5. Segmenting Customers

Not all customers are equal, at least insofar as they contribute to net revenue retention. Some are deserving of different treatment. Those that account for greater returns are naturally the ones you will tend to focus on more but that shouldn’t be the only approach. There are many ways to segment customers and target different activities for each of them and I’ll cover that all in the eBook.

6. Scaling the Team

When you are a startup and have fewer customers you can afford to do things with them at a deeper level and piecemeal. At some point though, as your organisation and customer base grows, you have to start getting organised. Putting in place processes to make repeatable work easier to manage and execute is one area of effort. Understanding scale models like revenue per employee mapped to customer book size is another.

7. Scaling the Customer

As mentioned, nothing succeeds like success, especially when your customers play a hand. If customers are successful in the use of your product and/or service (i.e. they gain value from it) there is nothing better than enabling them to share that onwards with other customers. I’m talking about creating and nurturing influencers or champions of your customers. Not only will this bring other customers on board (think testimonials or references) but it provides evidence of great customer experience that spurs on further great experiences.

INNOVATE

By definition there will be less evidence of organisations doing things in this space, especially where success teams are set up (at least when they are called that). The fact is you cannot be standing still and although we are at an early stage in many of the practices covered, you can and should constantly be looking at ways to innovate how you deliver value to customers through use of data, technology and new business models.

8. Automation and AI

To some degree this is about scale too.
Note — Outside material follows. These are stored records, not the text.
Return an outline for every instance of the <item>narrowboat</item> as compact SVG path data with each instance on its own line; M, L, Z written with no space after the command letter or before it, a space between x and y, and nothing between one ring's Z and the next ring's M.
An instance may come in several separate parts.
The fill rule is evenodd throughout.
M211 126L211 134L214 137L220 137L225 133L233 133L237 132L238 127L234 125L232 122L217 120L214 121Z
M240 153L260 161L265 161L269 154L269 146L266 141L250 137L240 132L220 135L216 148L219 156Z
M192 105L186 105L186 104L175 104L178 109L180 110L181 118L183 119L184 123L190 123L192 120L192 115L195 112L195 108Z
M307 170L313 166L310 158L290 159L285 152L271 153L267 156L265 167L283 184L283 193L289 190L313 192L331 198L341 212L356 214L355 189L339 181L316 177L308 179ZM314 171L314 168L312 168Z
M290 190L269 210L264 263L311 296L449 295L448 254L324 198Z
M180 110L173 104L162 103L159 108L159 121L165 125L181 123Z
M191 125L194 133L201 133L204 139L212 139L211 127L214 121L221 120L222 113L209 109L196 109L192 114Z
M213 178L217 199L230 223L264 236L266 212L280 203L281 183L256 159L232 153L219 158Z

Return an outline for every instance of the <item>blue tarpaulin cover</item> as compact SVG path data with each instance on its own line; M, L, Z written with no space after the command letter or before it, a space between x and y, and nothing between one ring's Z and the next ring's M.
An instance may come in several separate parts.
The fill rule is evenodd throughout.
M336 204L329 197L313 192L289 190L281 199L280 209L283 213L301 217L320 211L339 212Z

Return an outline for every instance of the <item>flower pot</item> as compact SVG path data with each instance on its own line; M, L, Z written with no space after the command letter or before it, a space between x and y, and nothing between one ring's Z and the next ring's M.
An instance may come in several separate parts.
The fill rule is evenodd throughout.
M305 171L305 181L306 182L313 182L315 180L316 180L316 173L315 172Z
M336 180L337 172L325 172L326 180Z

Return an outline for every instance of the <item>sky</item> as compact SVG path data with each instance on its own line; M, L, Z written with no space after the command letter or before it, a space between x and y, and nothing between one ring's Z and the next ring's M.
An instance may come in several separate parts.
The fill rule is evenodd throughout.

Automation refers to the automation of interactions the organisation or product has with customers. It can cover marketing, service/support interactions and/or educational interactions. It takes interactions away from humans which is where scale comes into it. Things are at an early stage but many companies are experimenting already and doing some very interesting things which I will document. AI is playing an increasing role in this too.

9. As a Service

As subscription models expand in use and favour as a viable business model for more than just technology companies, traditional companies are experimenting and innovating how they incorporate this into their offering. I’ve already mentioned a few that are doing things in this space but I will do a thorough review and share examples of what companies are doing in this space to adopt the practices and innovate themselves.

10. SaaS 2.0

These are the companies and success teams you would expect to be taking the practices to the next level. Teams here are combining and innovating various factors to drive truly exceptional customer experiences. These kinds of teams operate in organisations that understand the role of customer success in driving great experiences and leading to increased revenue and profitability for their subscription business. It’s a two way street as teams innovate and achieve great results and organisations give them a greater role to do so.